Some years ago I invented an unbreakable cipher. I had the good fortune to encounter a cryptographer a few days ago, and told him the method. He excused himself for five minutes, and when he came back he told me how to break it.
They've made some progress in cryptography in the last 30 years. The most significant development was the RSA method, which depends on identifying two long primes (originally, about 60 digits each), multiplying them to get a 120-digit number, and then using that number to encode the message in such a way that you can't decode it unless you can factor it into the two 60-digit primes. It was and is possible to factor a 120-digit number into its primes, but at the time you needed a lot of patience; if I recall rightly the computational power of the early 1980s was such that it would take approximately the lifetime of the earth to do it. One side effect of the RSA system was that you could announce a portion of your code to the world, and others could use it to encode messages to you, which only you could decode because only you knew your two primes that produced your public key.
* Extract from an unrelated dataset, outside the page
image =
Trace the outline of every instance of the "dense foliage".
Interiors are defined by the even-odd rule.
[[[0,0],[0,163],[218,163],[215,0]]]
It was something as if you could announce that your public key was 91, but only you knew (or could calculate) that its two prime factors are 13 and 7.
Computers got faster and more powerful, and then someone invented a method to factor 120-digit numbers more efficiently, meaning that 60-digit primes weren't strong enough. My cryptographer friend said that Microsoft now uses 300-digit numbers for its encrypting, requiring two primes of 150 or so digits each. No doubt eventually encryption will use primes in the thousands of digits.